На следующий день нас ждала расплата за случившееся после рассветного миньяна. Почти всем поставили прогулы (выяснилось, что это минус полбалла от средней оценки успеваемости за полугодие), а Оливера, Донни и Эвана еще и оставили на полдня после уроков за то, что они вчера вообще не явились в школу. Меня почему-то не наказали – может, и к худшему, так как это дало пищу для неприятных сплетен.

– То есть как это тебе не влепили прогул? – спросил Эван, сидя на обычном месте на балконе.

Сворачивающий косяк Оливер поднял глаза:

– Как такое возможно?

Мне пришлось сидеть на полу, шезлонга у меня так и не было.

– Я пришел на Танах.

– Именно, – сказал Оливер, – и это, позволь напомнить, было очень нечестно с твоей стороны.

– Тебе-то что за дело? – Ноах развернул высокопитательный протеиновый батончик. Его мать считала, что перед началом баскетбольного сезона ему необходимо набрать мышечную массу. По правде говоря, я не понимал, куда еще больше, но мои соображения на этот счет вряд ли кого-то волнуют – какой из меня культурист? – Радоваться надо, что ему повезло. Жаль, что мне не повезло.

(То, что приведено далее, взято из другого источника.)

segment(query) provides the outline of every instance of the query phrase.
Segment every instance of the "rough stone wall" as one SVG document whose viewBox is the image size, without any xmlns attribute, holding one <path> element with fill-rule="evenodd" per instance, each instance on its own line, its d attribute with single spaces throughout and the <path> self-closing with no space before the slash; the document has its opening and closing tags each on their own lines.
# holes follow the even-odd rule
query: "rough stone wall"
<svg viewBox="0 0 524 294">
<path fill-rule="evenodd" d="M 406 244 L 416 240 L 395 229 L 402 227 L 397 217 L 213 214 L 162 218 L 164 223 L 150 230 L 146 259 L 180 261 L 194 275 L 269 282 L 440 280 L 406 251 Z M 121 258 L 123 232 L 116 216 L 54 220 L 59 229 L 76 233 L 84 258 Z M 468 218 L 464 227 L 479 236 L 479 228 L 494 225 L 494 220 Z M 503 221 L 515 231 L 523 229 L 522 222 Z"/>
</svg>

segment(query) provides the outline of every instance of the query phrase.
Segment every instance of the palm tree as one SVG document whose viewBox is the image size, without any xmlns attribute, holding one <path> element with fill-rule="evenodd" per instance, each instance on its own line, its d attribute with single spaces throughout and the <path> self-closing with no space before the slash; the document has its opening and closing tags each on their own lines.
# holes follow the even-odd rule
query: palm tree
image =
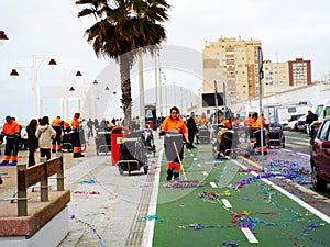
<svg viewBox="0 0 330 247">
<path fill-rule="evenodd" d="M 87 42 L 97 57 L 116 59 L 120 65 L 122 109 L 125 125 L 131 123 L 132 96 L 130 68 L 140 52 L 152 55 L 166 40 L 163 23 L 170 5 L 166 0 L 78 0 L 85 8 L 78 18 L 94 16 L 86 30 Z"/>
</svg>

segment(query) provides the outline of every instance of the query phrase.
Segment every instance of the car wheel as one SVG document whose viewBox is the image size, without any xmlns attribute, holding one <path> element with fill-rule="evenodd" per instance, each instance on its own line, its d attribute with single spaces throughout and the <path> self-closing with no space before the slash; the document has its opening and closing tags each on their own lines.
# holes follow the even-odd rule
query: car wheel
<svg viewBox="0 0 330 247">
<path fill-rule="evenodd" d="M 327 182 L 324 182 L 319 177 L 318 171 L 317 171 L 315 166 L 311 168 L 311 183 L 312 183 L 312 188 L 317 192 L 321 192 L 321 191 L 327 190 Z"/>
</svg>

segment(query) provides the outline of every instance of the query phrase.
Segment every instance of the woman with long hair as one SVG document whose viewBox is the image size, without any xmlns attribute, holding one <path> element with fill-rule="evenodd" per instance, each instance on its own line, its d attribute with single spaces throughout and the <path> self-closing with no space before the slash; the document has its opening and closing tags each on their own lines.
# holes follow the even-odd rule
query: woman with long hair
<svg viewBox="0 0 330 247">
<path fill-rule="evenodd" d="M 180 116 L 177 106 L 170 109 L 170 115 L 167 116 L 162 125 L 162 132 L 165 133 L 164 147 L 167 158 L 167 181 L 179 179 L 180 161 L 184 158 L 184 141 L 190 148 L 186 124 Z"/>
</svg>

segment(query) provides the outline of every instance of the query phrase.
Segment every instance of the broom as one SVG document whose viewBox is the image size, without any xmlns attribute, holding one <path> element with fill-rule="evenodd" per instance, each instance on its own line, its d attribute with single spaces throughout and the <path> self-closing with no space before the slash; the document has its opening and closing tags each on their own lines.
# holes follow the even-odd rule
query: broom
<svg viewBox="0 0 330 247">
<path fill-rule="evenodd" d="M 177 150 L 175 142 L 173 142 L 173 146 L 174 146 L 175 153 L 177 155 L 177 158 L 179 160 L 179 164 L 180 164 L 180 167 L 182 167 L 182 170 L 183 170 L 183 175 L 184 175 L 184 179 L 185 179 L 185 181 L 182 181 L 182 182 L 187 183 L 187 184 L 189 183 L 189 187 L 198 187 L 199 186 L 198 180 L 188 180 L 187 179 L 186 171 L 185 171 L 185 168 L 184 168 L 184 165 L 183 165 L 183 161 L 180 159 L 180 156 L 179 156 L 179 153 Z"/>
</svg>

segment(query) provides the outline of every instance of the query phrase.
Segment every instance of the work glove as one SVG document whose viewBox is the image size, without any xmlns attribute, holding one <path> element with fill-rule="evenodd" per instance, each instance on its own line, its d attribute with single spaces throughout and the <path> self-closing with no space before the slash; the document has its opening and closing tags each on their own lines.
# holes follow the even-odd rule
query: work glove
<svg viewBox="0 0 330 247">
<path fill-rule="evenodd" d="M 186 148 L 191 150 L 193 149 L 193 144 L 191 143 L 186 143 Z"/>
</svg>

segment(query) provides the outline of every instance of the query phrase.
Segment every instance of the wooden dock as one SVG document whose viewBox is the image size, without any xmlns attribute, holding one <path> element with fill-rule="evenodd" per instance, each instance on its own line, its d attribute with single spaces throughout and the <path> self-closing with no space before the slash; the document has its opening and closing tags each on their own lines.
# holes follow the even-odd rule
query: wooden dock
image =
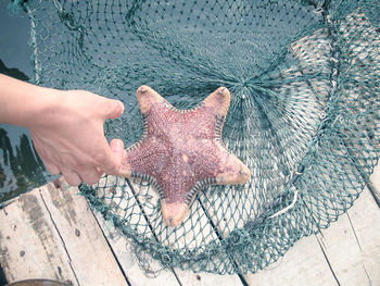
<svg viewBox="0 0 380 286">
<path fill-rule="evenodd" d="M 0 264 L 9 283 L 50 278 L 81 286 L 380 285 L 380 208 L 373 199 L 380 195 L 379 166 L 369 188 L 338 222 L 297 241 L 269 269 L 240 276 L 178 269 L 147 276 L 130 243 L 90 209 L 76 187 L 64 187 L 62 181 L 61 186 L 48 184 L 0 210 Z"/>
</svg>

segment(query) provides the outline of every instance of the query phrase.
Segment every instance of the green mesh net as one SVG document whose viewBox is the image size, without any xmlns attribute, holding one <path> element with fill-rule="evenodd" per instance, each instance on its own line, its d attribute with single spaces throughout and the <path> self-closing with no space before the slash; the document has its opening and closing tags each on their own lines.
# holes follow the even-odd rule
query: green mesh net
<svg viewBox="0 0 380 286">
<path fill-rule="evenodd" d="M 180 109 L 231 92 L 223 139 L 251 170 L 200 191 L 178 227 L 144 181 L 81 186 L 141 264 L 255 272 L 328 227 L 368 182 L 380 146 L 378 1 L 16 1 L 31 22 L 34 82 L 126 105 L 106 136 L 142 133 L 136 89 Z"/>
</svg>

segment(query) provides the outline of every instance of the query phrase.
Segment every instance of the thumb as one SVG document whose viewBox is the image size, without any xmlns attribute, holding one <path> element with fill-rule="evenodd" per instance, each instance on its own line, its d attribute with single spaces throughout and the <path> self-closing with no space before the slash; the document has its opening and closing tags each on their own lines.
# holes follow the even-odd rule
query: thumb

Эвана его слова не убедили; он повернулся ко мне:

– Я слышал, ты говорил с Блумом.

Я нахмурился, выпрямил ноги.

– И что?

– Что ты делал у него в кабинете?

– Он вызвал меня к себе.

– Зачем?

– Поговорить, – нервно ответил я.

Амир поднял глаза от учебника по физике, встревоженно посмотрел на Эвана.

– О чем?

На миг я подумал, не рассказать ли Эвану о совете, который дал мне Блум. Наверное, мы посмеялись бы и это разрядило бы обстановку.

– О том о сем.

– Как мило. – Эван холодно улыбнулся. – О политике? О социологии? Он дал тебе понять, что ты особенный?

– Эван, – вмешался Амир, – остынь.

– Почему тебя это так волнует? – удивился я. – Он просто хотел познакомиться со мной поближе.

– На твоем месте я был бы осторожнее. – Эван взял протянутый Оливером косяк. – Ему соврать как нефиг делать.

– Господи, Эв. – Ноах жевал уже второй батончик. – Чего ты вдруг взъелся на Блума? Вы же с ним обычно неразлучны.

– Просто странно, и все, – пояснил Эван.

Я настороженно прислонился к стене.

– Что странно?

– А то, – ответил Эван, – что с Блумом говорил только ты и только тебя не наказали – такое вот совпадение.

– Понятия не имею, о чем ты. Я ничего ему не сказал.

И это правда: когда Блум упомянул об Эване, я ничего не ответил и словом не обмолвился о вечеринке у Донни. Я не сделал ничего дурного – если, конечно, не считать предательством то, что я согласился прочитать Йейтса.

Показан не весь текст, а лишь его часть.